When to Use Sequential vs Parallel
Use Sequential (default) When:
- Order matters: Tests depend on shared state or must run in sequence
- Debugging: Easier to trace issues when tests run one at a time
- Rate limit concerns: Your LLM provider has strict per-minute limits
- Conversation tests: Multi-turn tests maintain state across turns
Use Parallel When:
- Independent tests: Each test case is self-contained
- Speed matters: CI/CD pipelines, rapid iteration, large suites
- Load testing: Simulating concurrent users
- Comparison runs: Testing same prompts across multiple models
Streaming Results
When parallel execution is enabled with streaming mode (?stream=true), results arrive as tests complete - not in original order.
SSE Event: result (Test 3 - completed first)
SSE Event: result (Test 1 - completed second)
SSE Event: result (Test 5 - completed third)
SSE Event: result (Test 2 - completed fourth)
...
The UI handles out-of-order results automatically.

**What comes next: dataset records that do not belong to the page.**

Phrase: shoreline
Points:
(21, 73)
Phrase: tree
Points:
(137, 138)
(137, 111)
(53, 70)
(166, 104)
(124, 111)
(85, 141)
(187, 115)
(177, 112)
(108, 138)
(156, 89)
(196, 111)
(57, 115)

Final summary always shows correct totals.
Configuration
Enable on a Test Suite
curl -X PATCH \
https://your-instance/api/projects/my-project/test-suites/my-suite \
-H "Authorization: Bearer $TOKEN" \
-d '{"parallelExecution": true}'
Set Organization Concurrency Limit
In Organization Settings > General:
- Max Concurrent Tests: 1-50 (default: 5)
Higher values = faster execution, but more simultaneous API calls. Balance against your LLM provider's rate limits.
Performance Tips
1. Start Conservative
Begin with the default (5 concurrent). Increase gradually while monitoring for rate limit errors.
2. Match Your Provider Limits
| Provider | Typical Rate Limit | Suggested Concurrency |
|---|---|---|
| OpenAI (Tier 1) | 500 RPM | 5-10 |
| OpenAI (Tier 3+) | 5000+ RPM | 20-50 |
| Anthropic | 1000 RPM | 10-15 |
| Self-hosted | Unlimited | 20-50 |
3. Monitor Response Times
If average response times increase significantly under parallel load, reduce concurrency. Your LLM provider may be throttling.
4. Separate Suites by Speed Requirements
Create separate test suites:
smoke-tests(10 critical tests, parallel, run on every commit)full-regression(200 tests, parallel, run nightly)conversation-flows(20 multi-turn tests, sequential)
Conclusion
Parallel test execution turns a 3-minute wait into a 20-second feedback loop. Enable it on your test suites, set an appropriate concurrency limit, and spend less time waiting for tests.
Your prompts aren't getting any simpler. Your test suite shouldn't slow you down.